Browser Feature Could Make Scams Easier

[bloodhound]

Source : http://story.news.yahoo.com/news?tmpl=story&cid=528&ncid=528&e=3&u=/ap/20050207/ap_on_hi_te/web_browser_flaw_1

 

 

Officially, the Internet's Domain Name System supports only 37 characters — the 26 letters, 10 numerals and a hyphen.

 

But in recent years, in response to a growing Internet population worldwide, engineers have been working on ways to trick the system into understanding other languages.

 

Engineers have rallied around a character system called Unicode. The newly discovered exploit takes advantage of the fact that characters that look alike can have two separate codes in Unicode and thus appear to the computer as different.
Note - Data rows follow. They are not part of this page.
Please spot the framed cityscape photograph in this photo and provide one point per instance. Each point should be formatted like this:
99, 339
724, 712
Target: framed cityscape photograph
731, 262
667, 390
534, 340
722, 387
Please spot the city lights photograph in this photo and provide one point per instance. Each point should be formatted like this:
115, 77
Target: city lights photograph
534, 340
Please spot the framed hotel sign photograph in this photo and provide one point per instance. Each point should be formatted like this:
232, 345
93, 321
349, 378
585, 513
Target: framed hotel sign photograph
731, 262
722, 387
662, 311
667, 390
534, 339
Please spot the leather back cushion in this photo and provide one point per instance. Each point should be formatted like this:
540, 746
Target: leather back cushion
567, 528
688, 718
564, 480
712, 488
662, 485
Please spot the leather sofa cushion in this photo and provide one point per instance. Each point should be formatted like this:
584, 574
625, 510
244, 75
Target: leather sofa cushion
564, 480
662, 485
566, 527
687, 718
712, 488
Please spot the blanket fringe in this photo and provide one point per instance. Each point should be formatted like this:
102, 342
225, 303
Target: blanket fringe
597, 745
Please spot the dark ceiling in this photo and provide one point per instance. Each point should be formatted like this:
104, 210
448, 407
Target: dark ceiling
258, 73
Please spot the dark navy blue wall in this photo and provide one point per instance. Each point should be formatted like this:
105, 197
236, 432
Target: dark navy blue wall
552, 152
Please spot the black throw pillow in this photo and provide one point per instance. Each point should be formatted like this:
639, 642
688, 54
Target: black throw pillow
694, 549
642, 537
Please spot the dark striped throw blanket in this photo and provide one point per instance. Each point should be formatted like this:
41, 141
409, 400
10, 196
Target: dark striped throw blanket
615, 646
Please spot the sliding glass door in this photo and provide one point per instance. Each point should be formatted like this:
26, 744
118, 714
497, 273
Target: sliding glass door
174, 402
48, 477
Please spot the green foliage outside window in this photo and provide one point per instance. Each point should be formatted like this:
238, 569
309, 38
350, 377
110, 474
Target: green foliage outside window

For example, Unicode for "a" is 97 under the Latin alphabet, but 1072 in Cyrillic.

 

Subbing one for the other can allow a scammer to register a domain name that looks to the human as "paypal.com," tricking users into giving passwords and other sensitive information at what looks like a legitimate site.

 

Some browsers, including Firefox, let users deactivate the other character sets but doing so is complicated and would cut off access to the relatively few sites that use non-English characters in their addresses.

 

A better solution is to always manually type Web address directly into a browser rather than clicking on a link sent via e-mail or even copying and pasting that link.

[5614]

a similar example of the never follow an untrustworthy link is like this:

 

wow you can win lotsa money, click here:

www.winmoney.com

 

click it, it'll take you to google, now if i were some idiot sending around pointless scam emails and generally pi$$ing others off for no reason like email spammers do i could change the google to anything i want, a tojan, spyware, premium rate phone call site... that's the possibilities of it.

 

saying that i ever so rarely type it myself! when i get something which is blatantly spam, like "please enter your credit card details" and i dont even have a credit card! i sometimes look at the source code to see where i am really going and often it is not what it says... i say i look at the source code because i use yahoo email which is web based.

[Edward]

A possible solution for this (well not souilition but a help ne way) would be to have a browser option to highlight non latin characters.

[Coral Rhedd]

Yeah. I actually got that Paypal scam email. I have also been solicited by many "banks" I allegedly have accounts at to submit all my banking information so they can "verify" it. Some things people can simply do better. Typing in complete addresses would be extremely cumbersome. Ignoring nonsense is easier.

[bloodhound]

www.winmoney.com

that example is not similar at all!! did u even read the article! in ur example i can hover over the link and see where it points to. or right click the link and then view properties...

 

but the this scam exploits the fact that certain letters will have different codes in different character sets.. so to use it may look like http://www.ebay.com even if you check if the link actually points to the correct side.... but to the computer it will be completely different as the various letters with a diferent code from a different character set....

[5614]

it was similar in the way that it is a link to something which isnt it what it says it is... it may be a more basic form of it, buts if you think of your problem as 'you dont know what you're really clicking on' it made me think of what i said.

[RICHARDBATTY]

Thanks for the info at the end of the first post. I always used to copy paste links and could have fallen foul of that one, maybe I have already but again thanks for the heads up.